Hawaii-born Jason Taglianetti started “playing with sound” when he was 10. He made his first recordings — using cassette tapes and a boombox — when he was 12.
Taglianetti went to Washington in 1996 to study audio production at the Art Institute of Seattle and came home ready for a career as a theatrical sound designer. He engineered his first show at Army Community Theatre in 1998 and moved to Manoa Valley Theatre a year later.
Taglianetti, 43, has been Hawaii Public Radio’s multimedia production manager since 2006. He hosts a weekly HPR radio program, “Applause in a Small Room,” but is still active in theater.
His most recent show, Ken Ludwig’s “Baskerville,” opened Thursday at Manoa Valley Theatre.
JOHN BERGER: What do you enjoy most about sound design?

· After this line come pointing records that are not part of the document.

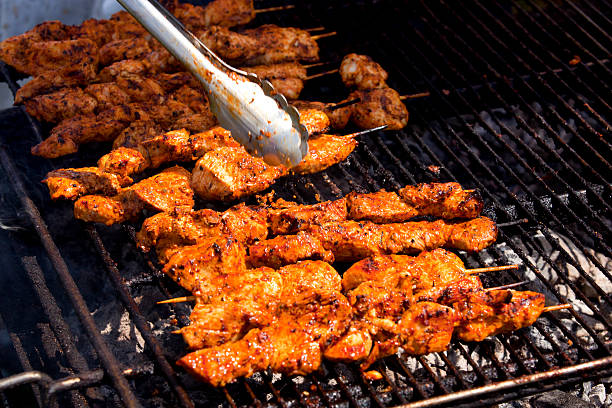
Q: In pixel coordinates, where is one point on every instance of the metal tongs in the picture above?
(259, 119)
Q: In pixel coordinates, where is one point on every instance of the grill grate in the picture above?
(518, 107)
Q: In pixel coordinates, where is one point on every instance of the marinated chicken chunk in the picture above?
(361, 72)
(161, 192)
(325, 151)
(228, 173)
(69, 184)
(377, 107)
(60, 105)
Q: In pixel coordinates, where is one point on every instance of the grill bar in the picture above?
(106, 357)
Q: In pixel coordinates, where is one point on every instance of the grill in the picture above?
(516, 104)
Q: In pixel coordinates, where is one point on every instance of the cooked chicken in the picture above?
(379, 107)
(107, 95)
(39, 57)
(60, 105)
(66, 137)
(79, 74)
(127, 49)
(229, 173)
(361, 72)
(485, 314)
(161, 192)
(281, 44)
(325, 151)
(126, 66)
(69, 183)
(286, 250)
(227, 13)
(229, 304)
(306, 322)
(353, 240)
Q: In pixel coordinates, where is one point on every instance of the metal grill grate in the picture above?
(518, 108)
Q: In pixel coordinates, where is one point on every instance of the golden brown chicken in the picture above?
(378, 107)
(60, 105)
(281, 44)
(161, 192)
(228, 304)
(361, 72)
(354, 240)
(68, 183)
(307, 321)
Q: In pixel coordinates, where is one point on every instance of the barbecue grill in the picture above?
(515, 102)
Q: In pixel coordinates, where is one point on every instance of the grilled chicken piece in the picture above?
(361, 72)
(123, 67)
(286, 250)
(485, 314)
(231, 303)
(79, 74)
(39, 57)
(66, 137)
(229, 173)
(232, 47)
(226, 13)
(60, 105)
(161, 192)
(287, 78)
(446, 200)
(378, 107)
(281, 44)
(72, 183)
(127, 49)
(338, 118)
(325, 151)
(353, 240)
(289, 218)
(136, 132)
(107, 95)
(379, 207)
(205, 261)
(306, 322)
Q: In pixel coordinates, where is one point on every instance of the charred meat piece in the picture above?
(161, 192)
(361, 72)
(69, 184)
(377, 107)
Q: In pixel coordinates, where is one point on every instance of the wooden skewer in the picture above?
(177, 300)
(556, 307)
(490, 269)
(414, 96)
(508, 286)
(333, 71)
(325, 35)
(310, 30)
(269, 9)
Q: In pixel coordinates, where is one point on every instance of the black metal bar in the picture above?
(107, 358)
(138, 318)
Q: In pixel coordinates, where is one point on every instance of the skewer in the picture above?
(269, 9)
(333, 71)
(490, 269)
(177, 300)
(508, 286)
(310, 30)
(319, 36)
(556, 307)
(415, 96)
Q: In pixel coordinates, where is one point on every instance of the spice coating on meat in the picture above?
(161, 192)
(377, 107)
(361, 72)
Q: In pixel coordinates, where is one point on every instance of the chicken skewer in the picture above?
(282, 217)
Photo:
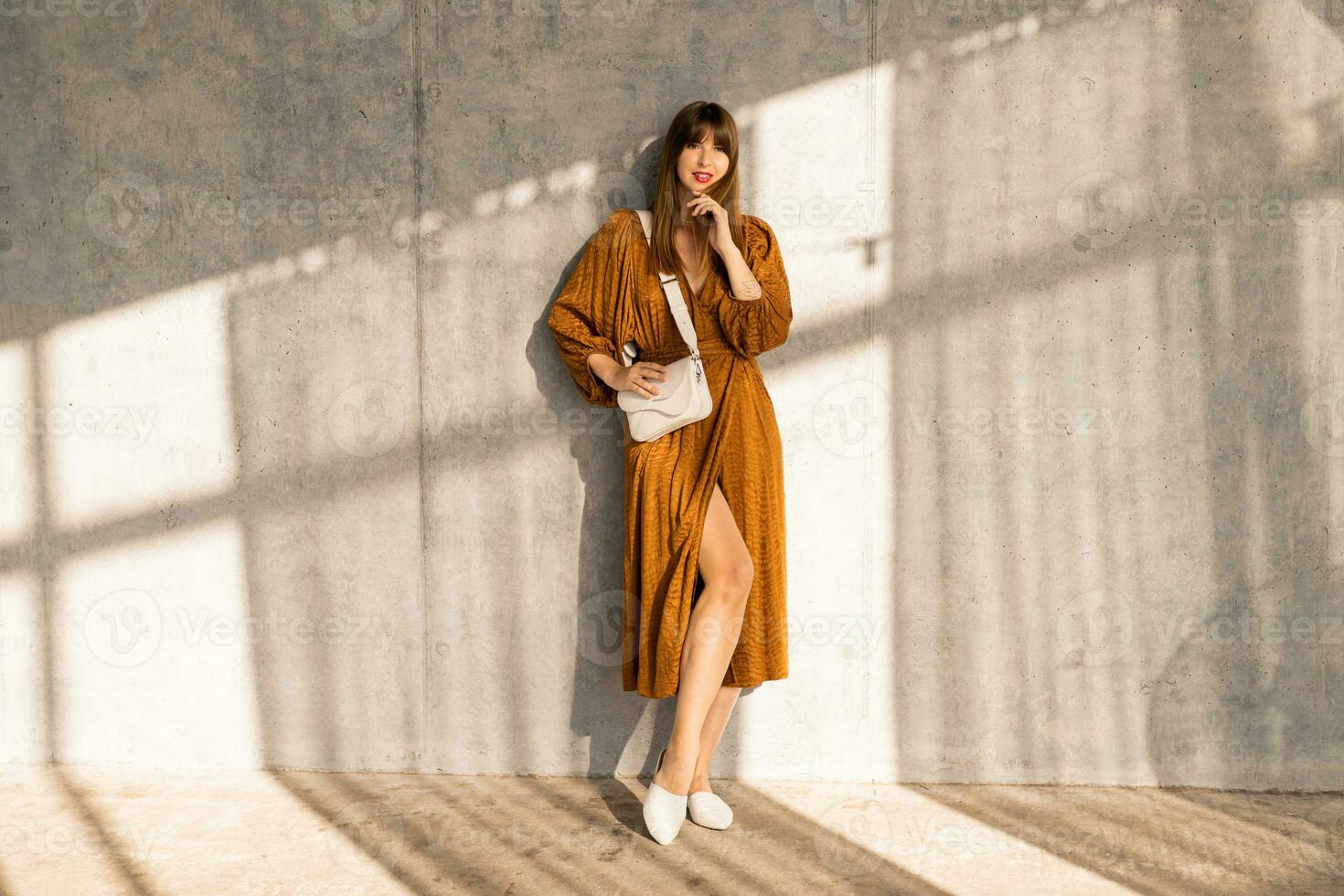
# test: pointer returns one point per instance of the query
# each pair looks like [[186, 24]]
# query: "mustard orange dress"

JASON TAGLIANETTI: Designing the sound cues. If the playwright’s instructions are, “We hear the sound of wolves howling far away,” it’s up to me to decide how far away that is and what they sound like and how many there are.
“Baskerville” has a lot of sound cues — more than 400 — and it’s always an interesting proposition to play with the sound effects.
JB: Is there a show that stands out for you?
JT: “Cage of Fireflies” at Kumu Kahua took place in a neighborhood around McKinley High School. The playwright had requested traffic (noise) for the whole show and he was very specific about the times of day. The sound changes radically during the day, so I went out and did a lot of recording.
But my favorite thing about it was that every night during the show, while this wash of sound played, we might hear a car drive by outside the theater and that became a part of the show.
Every night the sound was different despite being heavily designed.
JB: What else do you enjoy doing?
JT: Photography with a pinhole camera, and playing drums. With a pinhole camera, there’s one moving part, and that’s the photographer, so it’s a matter of pointing the camera in the right direction and judging the light, and then the pictures look so interesting and so different.
I just started playing drums about five months ago. I’m in a group — Jeff Said No — and after our drummer left I made a joke one day that it would be easier to learn drums than find a drummer.
Someone said I should do it, so I switched from bass to drums. I love it.